1. Ryan Goodman is right when he states, in an earlier post on Just Security, that “a significant body of international human rights law clearly permits, and regulates, preventive detention of security detainees.” The 1982 General Comment No 8 of the UN Human Rights Committee can still be regarded as a valid confirmation of preventive detention provided that necessary safeguards have been met.

The system of the European Convention on Human Rights seems, however, to be less permissible. Already in the 1961 Lawless v. Ireland case, the European Court of Human Rights (ECtHR) held that preventive detention (i.e. detention for which the purpose is isolation justified by security considerations) is not allowed under Article 5(1)(c) of the European Convention, as the aim of any arrest or detention in accordance with this provision is exclusively to bring a person to trial within a reasonable time.  At the same time, the Court accepted that preventive detention may not violate the Convention if a Member State, in exceptional situations like war or other public emergency threatening the life of the nation, derogates from its obligations under Article 15 of the Convention.

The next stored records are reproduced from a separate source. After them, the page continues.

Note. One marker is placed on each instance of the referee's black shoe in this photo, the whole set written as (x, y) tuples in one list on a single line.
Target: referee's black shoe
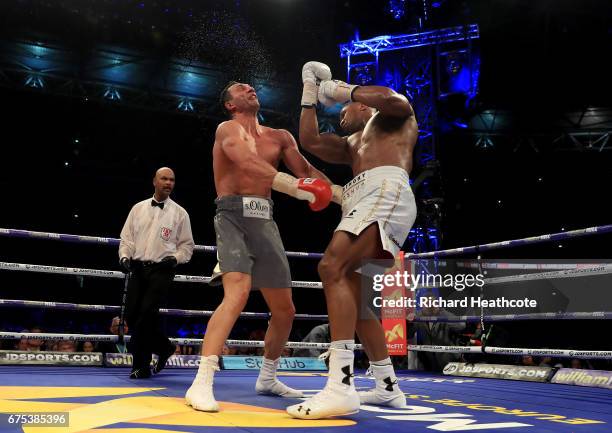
[(163, 358), (140, 373)]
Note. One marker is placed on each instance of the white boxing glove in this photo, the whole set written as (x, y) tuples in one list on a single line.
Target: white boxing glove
[(335, 91), (312, 74)]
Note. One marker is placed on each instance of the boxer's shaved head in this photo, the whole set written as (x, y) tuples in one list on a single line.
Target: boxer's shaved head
[(226, 96), (163, 183)]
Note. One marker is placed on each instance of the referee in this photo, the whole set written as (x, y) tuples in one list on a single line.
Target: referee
[(155, 238)]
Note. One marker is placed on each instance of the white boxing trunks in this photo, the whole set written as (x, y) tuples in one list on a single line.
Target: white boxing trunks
[(382, 195)]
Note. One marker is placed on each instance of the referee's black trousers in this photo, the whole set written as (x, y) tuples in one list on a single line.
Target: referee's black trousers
[(148, 289)]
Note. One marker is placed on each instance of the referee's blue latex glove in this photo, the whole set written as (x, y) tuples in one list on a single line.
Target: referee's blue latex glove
[(126, 265)]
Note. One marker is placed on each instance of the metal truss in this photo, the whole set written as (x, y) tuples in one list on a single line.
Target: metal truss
[(119, 76), (586, 130), (421, 85), (402, 42)]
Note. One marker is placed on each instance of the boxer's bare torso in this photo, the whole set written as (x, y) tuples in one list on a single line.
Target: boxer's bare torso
[(384, 141), (267, 143)]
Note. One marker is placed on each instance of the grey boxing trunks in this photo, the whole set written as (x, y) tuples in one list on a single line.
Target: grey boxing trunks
[(248, 241)]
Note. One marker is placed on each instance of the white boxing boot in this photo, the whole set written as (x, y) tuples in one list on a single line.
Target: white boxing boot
[(339, 396), (268, 384), (200, 395), (387, 391)]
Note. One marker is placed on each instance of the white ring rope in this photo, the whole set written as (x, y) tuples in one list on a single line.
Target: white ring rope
[(63, 270), (557, 353)]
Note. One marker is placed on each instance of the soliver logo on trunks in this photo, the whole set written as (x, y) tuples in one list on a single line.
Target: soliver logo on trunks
[(258, 206), (255, 208)]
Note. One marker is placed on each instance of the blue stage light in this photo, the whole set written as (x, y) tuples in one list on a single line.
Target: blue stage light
[(112, 94), (186, 105), (397, 9), (34, 81)]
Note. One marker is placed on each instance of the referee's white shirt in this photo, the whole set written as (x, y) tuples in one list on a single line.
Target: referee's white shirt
[(151, 233)]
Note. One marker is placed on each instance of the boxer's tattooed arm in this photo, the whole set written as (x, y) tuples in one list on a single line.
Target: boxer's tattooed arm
[(328, 147), (385, 100), (296, 162)]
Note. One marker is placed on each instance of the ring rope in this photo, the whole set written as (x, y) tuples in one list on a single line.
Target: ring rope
[(558, 353), (63, 270), (63, 237), (552, 237), (114, 308), (302, 316)]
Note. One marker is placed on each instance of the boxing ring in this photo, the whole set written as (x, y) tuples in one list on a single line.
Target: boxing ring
[(106, 400)]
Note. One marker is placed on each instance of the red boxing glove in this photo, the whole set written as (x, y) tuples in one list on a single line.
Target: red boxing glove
[(320, 189)]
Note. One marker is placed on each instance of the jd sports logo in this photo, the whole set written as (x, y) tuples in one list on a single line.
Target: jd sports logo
[(347, 375), (389, 384)]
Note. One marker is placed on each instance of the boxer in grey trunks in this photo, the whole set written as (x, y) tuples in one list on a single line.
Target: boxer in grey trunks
[(251, 253), (248, 241)]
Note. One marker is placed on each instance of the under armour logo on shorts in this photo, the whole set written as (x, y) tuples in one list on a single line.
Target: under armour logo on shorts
[(347, 375)]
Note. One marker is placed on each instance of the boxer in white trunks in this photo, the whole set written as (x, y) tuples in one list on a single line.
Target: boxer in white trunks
[(378, 210)]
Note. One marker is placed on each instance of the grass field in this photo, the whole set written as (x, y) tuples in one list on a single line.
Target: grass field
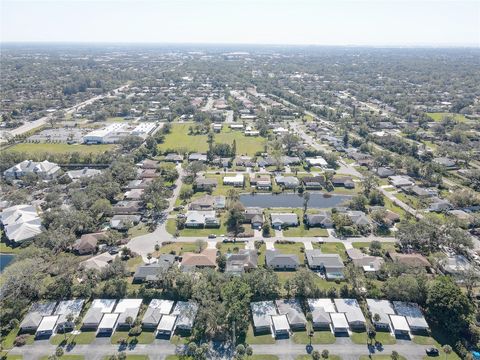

Lawless is still a good law, at least as far as the general position of the Court is concerned. While, in the later case law, problems of detention without access to a judge have been considered on several occasions, most of the cases did not deal with preventive (security) detention. In Brogan and Others v. the UK (1988), Brannigan and McBride v. the UK (1993) and Aksoy v. Turkey (1996), the Court addressed situations in which alleged terrorists had been detained and interrogated for several days before being released or charged. In the UK cases, the Court held that a prolonged “interrogation detention” is not allowed under Article 5 of the Convention; however, it might be accepted if the State invokes a derogation as provided under Article 15. However, Turkey was not as lucky as the UK: in Aksoy, the Court examined the merits of the Turkish derogation and held that eight-days long “interrogation detention” could not be regarded as “required by the exigencies of the situation.”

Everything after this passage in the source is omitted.